Adopted Miracles: The Story of Our Family
Honesty is the quality I value most in literature; and it is particularly difficult for memoirists to achieve in India, where the pressure to conform socially and to protect the family name at all costs is so high. This is why Anamika Mukherjee’s painful, vulnerable—and yes—honest book about dealing with infertility in India and then going through the onerous process of adopting is such a crucial text. She is particularly acute on the psychology of feeling damaged. Looking at a cow, she thinks, “Even that stupid, brainless, grass-eating bovine can get pregnant, only I can’t. I’m useless. I’m not worth anything at all. What good is my money, my education, my intelligence? I’m not even a fully functional woman.” What a devastating thought—one that is proven untrue over and over by this brave book and the account she has created to help others in similar situations in India.
The Golden Notebook
One of the best books I've read, The Golden Notebook is the story of a single, politically-active woman—a novelist named Anna—in 1960s London who is trying to make meaning in the intellectual void left by the crackup of British Communism.

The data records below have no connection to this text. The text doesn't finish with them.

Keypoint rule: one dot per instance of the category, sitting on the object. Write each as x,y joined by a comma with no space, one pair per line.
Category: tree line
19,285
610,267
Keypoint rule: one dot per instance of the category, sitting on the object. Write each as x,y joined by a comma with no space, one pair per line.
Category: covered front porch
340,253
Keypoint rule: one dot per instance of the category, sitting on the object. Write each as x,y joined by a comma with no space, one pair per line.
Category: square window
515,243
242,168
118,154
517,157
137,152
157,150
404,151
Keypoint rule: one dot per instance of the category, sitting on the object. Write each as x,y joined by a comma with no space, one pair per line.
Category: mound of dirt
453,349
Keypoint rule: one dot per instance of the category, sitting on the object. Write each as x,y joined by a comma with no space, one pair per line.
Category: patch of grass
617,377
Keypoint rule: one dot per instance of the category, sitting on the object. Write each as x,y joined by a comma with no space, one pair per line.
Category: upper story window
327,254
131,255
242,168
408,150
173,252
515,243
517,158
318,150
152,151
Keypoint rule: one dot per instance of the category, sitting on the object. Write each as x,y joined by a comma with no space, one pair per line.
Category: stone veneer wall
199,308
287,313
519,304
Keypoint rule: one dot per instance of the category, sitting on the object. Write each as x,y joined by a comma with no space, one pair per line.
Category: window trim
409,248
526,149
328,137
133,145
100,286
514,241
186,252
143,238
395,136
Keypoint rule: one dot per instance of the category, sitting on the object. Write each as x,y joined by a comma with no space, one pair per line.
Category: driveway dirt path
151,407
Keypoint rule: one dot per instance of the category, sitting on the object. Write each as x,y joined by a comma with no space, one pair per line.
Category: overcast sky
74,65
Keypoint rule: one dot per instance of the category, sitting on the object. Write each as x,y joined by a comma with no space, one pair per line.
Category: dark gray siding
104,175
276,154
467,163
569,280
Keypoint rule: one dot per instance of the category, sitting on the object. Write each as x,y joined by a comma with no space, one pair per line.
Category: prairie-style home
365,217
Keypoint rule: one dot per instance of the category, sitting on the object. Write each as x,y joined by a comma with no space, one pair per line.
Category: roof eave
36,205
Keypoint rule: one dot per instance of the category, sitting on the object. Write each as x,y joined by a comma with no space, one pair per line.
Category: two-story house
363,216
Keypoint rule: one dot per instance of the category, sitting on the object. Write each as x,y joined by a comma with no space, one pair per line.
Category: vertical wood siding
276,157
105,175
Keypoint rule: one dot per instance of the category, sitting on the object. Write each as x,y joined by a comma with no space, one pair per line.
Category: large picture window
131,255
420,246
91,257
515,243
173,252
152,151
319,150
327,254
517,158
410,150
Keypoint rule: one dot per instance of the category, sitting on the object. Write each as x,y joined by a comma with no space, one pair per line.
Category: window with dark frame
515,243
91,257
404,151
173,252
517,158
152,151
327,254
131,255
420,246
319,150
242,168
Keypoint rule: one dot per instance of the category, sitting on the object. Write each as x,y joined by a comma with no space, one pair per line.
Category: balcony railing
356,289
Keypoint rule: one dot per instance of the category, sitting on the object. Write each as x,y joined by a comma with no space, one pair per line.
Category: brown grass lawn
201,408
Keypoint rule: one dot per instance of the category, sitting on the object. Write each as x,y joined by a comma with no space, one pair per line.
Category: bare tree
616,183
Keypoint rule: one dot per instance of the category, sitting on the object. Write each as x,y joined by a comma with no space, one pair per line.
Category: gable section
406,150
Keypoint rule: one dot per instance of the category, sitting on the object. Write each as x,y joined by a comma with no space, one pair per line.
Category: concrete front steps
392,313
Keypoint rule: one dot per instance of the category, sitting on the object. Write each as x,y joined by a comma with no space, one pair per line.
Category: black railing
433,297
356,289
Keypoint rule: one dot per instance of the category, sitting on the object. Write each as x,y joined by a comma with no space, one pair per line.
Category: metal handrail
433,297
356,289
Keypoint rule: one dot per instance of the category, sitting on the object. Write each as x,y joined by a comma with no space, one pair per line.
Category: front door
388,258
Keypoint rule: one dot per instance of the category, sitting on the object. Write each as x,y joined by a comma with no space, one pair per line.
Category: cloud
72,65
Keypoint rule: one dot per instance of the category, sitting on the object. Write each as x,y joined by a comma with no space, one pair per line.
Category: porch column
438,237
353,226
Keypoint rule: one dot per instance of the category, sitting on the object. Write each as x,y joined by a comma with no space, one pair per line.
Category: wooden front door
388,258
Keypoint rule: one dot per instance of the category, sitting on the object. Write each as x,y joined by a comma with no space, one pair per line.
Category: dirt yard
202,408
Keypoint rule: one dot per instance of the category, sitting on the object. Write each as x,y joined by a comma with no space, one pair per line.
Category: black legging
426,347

This classic novel takes us through Anna’s friendships, affairs, single parenthood, political organizing, disheartening meetings with film execs, therapy sessions, and even the writing of a novel-within-a-novel. Lessing creates the effect that nothing has been left out, though this too is part of the book’s artifice. It’s a superb catalogue of changing moods in a relationship and the differences in the way men and women approached the so-called sexual liberation of the 1960s.
A House for Mr. Biswas
OK, I didn’t read Naipaul to understand women, but nevertheless this is one of the greatest books about joint family life and the role of both men and women within that oppressive structure. It tells the story of a poor Trinidadian Indian man striving to break free from his wife’s richer extended family and make a place for himself in the world. It was my second reading of this novel, and I couldn't wait to get to it every evening. This time, I was struck by the novel’s convincing portrayal of an arranged marriage where there is little intimacy but growing tolerance, even respect, between husband and wife. Every character is depicted lovingly—yes, even the women—and I admired afresh the way the book never overbakes or overdoes the drama. Time passes; people come together and come apart; houses are built and houses are abandoned; children grow up; marriages fray. But what makes this book a classic of postcolonial literature is that, paradoxically, it offers no telegraphed opinions about colonialism or exile. It operates on a personal rather than civilizational level, and though it perhaps never gets as close to its comic characters as, say, Leo Tolstoy or Thomas Mann, this is easily compensated by Naipaul’s compassion, his wide camera lens, and the sense of sadness we feel for the smallness of Biswas's life. How Naipaul wrote this at 29 is beyond me.